Detroit Lions made some hard decisions they hope were the right ones
By Robert Jones
Every year at the final cutdowns there are players that fans can’t help but wonder why they didn’t make the team. Isaac Nauta did battle some dropsies in the preseason and P.J. Johnson is very raw, but I wouldn’t be surprised if both of them end up on the Lions practice squad, provided another team doesn’t decide to sign them.
Yet after all the moves we’ve discussed, the most surprising move to me, wasn’t a cut. It was the trade for quarterback David Blough after the Lions faced him in the preseason finale while he played for the Cleveland Browns.
Blough had played well in limited opportunities during the exhibition season and must have intrigued Quinn to acquire the former Purdue Boilermaker, in what could only be described as a move to get a young passer to develop.

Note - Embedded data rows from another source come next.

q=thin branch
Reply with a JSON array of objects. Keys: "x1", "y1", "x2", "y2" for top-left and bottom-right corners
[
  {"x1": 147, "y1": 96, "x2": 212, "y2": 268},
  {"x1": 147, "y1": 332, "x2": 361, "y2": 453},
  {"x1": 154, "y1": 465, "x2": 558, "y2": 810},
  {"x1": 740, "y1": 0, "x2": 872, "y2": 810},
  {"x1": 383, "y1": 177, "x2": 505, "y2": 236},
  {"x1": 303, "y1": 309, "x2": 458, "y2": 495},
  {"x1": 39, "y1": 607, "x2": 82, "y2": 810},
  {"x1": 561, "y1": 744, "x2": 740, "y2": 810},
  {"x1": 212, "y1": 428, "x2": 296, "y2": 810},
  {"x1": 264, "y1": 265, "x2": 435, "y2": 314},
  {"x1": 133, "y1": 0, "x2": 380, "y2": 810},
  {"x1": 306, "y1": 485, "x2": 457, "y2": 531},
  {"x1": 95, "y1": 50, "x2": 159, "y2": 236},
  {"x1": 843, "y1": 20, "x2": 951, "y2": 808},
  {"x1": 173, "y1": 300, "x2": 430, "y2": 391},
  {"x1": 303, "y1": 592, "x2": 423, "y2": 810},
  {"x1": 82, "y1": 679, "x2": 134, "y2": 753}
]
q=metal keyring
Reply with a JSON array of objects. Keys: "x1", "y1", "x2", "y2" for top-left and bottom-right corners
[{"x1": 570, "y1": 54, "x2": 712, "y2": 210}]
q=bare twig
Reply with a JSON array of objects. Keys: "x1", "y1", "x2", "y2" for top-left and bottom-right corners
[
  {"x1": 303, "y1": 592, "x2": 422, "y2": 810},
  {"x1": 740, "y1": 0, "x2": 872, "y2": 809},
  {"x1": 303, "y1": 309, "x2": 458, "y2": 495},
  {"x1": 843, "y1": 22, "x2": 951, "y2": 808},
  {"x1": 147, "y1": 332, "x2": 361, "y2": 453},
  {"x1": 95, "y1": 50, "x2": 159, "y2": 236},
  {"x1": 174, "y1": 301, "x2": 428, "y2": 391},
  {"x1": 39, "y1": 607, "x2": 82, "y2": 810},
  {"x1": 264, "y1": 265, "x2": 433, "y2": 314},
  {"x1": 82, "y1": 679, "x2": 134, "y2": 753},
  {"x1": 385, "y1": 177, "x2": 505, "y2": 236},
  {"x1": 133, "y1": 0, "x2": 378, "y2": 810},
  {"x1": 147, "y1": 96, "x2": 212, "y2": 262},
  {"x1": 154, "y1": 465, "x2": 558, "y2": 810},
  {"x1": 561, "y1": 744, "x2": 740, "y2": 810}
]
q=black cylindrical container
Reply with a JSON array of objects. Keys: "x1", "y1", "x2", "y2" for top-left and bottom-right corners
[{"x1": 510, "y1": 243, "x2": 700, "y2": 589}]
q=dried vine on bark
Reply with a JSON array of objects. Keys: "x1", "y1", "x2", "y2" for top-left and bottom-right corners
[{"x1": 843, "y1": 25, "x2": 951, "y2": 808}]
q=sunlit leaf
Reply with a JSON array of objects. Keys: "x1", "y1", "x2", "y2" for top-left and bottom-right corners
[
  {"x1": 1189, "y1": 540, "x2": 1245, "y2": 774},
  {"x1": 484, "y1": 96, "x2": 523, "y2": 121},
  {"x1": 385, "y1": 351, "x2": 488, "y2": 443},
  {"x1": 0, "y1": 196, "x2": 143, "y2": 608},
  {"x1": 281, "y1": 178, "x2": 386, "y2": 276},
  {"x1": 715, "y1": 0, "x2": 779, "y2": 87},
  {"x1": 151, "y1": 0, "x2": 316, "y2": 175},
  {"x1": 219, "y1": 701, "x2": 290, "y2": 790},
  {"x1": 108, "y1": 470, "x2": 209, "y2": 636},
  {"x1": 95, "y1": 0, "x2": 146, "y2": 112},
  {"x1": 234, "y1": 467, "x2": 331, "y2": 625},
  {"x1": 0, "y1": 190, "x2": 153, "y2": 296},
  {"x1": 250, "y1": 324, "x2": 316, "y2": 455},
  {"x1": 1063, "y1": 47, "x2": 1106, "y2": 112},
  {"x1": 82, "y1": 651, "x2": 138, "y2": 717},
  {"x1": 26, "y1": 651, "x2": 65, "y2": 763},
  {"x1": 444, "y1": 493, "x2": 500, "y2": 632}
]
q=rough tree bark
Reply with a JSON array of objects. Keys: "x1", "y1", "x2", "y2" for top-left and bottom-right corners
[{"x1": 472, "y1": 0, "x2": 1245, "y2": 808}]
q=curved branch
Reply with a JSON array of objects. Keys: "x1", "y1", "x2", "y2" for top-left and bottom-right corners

The question is; at what expense?
The Lions have three quarterbacks on the final 53 man roster. Matthew Stafford will, of course, be the starter. Josh Johnson won the backup job after a very solid game in Cleveland and now David Blough is the third-stringer.
Which means on a team that already has two starters, center Frank Ragnow, and middle linebacker Jarrad Davis, nursing injuries, they have one less open spot on the roster. As a matter of fact, Matt Patricia has already decided to carry nine offensive linemen which I’m sure is influenced by Ragnow’s injury.

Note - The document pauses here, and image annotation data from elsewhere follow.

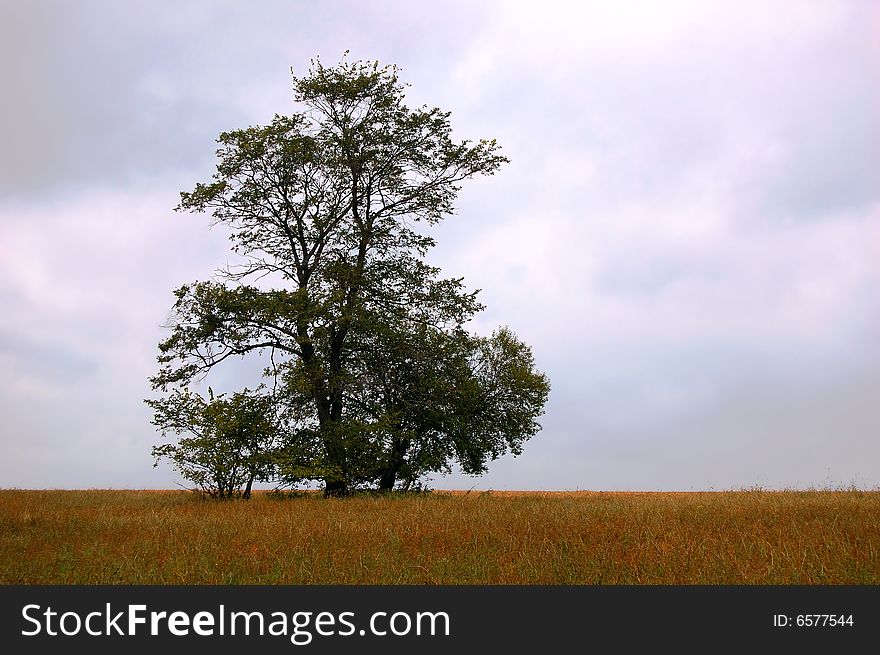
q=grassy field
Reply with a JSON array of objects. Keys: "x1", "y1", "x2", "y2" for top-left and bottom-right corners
[{"x1": 0, "y1": 490, "x2": 880, "y2": 585}]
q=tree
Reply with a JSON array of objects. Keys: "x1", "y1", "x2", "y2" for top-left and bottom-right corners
[
  {"x1": 152, "y1": 61, "x2": 546, "y2": 495},
  {"x1": 146, "y1": 387, "x2": 279, "y2": 499}
]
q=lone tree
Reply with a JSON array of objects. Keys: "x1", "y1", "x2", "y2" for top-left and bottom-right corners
[{"x1": 151, "y1": 60, "x2": 549, "y2": 495}]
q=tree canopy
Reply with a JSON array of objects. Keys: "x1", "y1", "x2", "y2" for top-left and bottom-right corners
[{"x1": 150, "y1": 60, "x2": 549, "y2": 495}]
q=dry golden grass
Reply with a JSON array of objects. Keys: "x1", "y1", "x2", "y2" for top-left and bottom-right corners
[{"x1": 0, "y1": 490, "x2": 880, "y2": 585}]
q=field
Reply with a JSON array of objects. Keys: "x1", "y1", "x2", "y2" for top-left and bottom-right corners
[{"x1": 0, "y1": 490, "x2": 880, "y2": 585}]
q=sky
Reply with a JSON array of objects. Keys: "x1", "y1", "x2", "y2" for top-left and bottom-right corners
[{"x1": 0, "y1": 0, "x2": 880, "y2": 491}]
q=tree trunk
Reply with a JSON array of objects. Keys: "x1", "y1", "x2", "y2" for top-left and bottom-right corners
[
  {"x1": 324, "y1": 478, "x2": 348, "y2": 498},
  {"x1": 379, "y1": 466, "x2": 397, "y2": 491}
]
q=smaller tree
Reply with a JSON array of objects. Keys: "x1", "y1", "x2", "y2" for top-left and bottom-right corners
[{"x1": 145, "y1": 388, "x2": 281, "y2": 499}]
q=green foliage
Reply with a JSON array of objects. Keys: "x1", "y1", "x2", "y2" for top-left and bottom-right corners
[
  {"x1": 146, "y1": 388, "x2": 280, "y2": 498},
  {"x1": 151, "y1": 60, "x2": 549, "y2": 495}
]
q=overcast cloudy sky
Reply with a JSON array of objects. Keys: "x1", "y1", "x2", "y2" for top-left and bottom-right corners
[{"x1": 0, "y1": 0, "x2": 880, "y2": 490}]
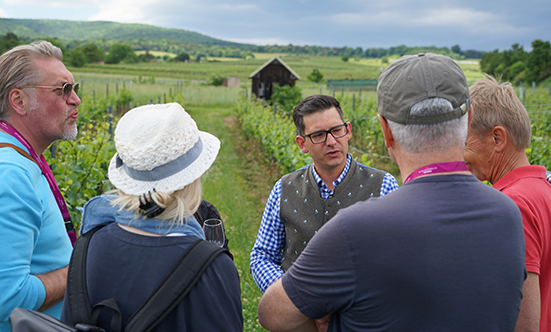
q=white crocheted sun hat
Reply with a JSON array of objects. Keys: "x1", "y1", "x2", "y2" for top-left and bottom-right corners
[{"x1": 108, "y1": 103, "x2": 220, "y2": 196}]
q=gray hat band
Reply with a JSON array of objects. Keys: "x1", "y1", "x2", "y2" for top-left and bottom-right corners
[
  {"x1": 377, "y1": 53, "x2": 470, "y2": 125},
  {"x1": 406, "y1": 99, "x2": 471, "y2": 124},
  {"x1": 116, "y1": 138, "x2": 203, "y2": 181}
]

Yet grooming a young quarterback is something Bob Quinn and Matt Patricia want and need to do. The fact that they believed there was no way they could risk trying to sign Blough in free-agency or risk it to put him on the practice squad speaks pretty loudly about not only what the Lions think of him, but what they believe other teams think of him.
So are the Lions making all the right moves? Every season there are hard decisions that have to be made and the results of those decisions tend to help determine the course the Lions will go. The goal is the playoffs and this is not a team that is devoid of talent, but there are questions about depth.
In the Lions’ ideal world, they will be a tough team that plays consistently well on both sides of the ball, makes a run to the playoffs where they get their first win since 1991 and start developing some young players on the practice squad as well as David Blough.
Is that a lot to ask for? Maybe, but at some point, if this regime is going to pan out and turn these Lions into championship contenders, they have to turn the corner. They have to find ways to win games consistently and become a force in the playoffs. Achieving that goal will be determined not only by the job Matt Patricia and his staff do on the sidelines but also by piecing together the right roster to get the job done.
There were definitely some more difficult decisions to make than in years past, but that’s a sign that the talent level is improving. It still has a ways to go, but it’s going in the right direction. Now all that’s left is for the results to show up on the field.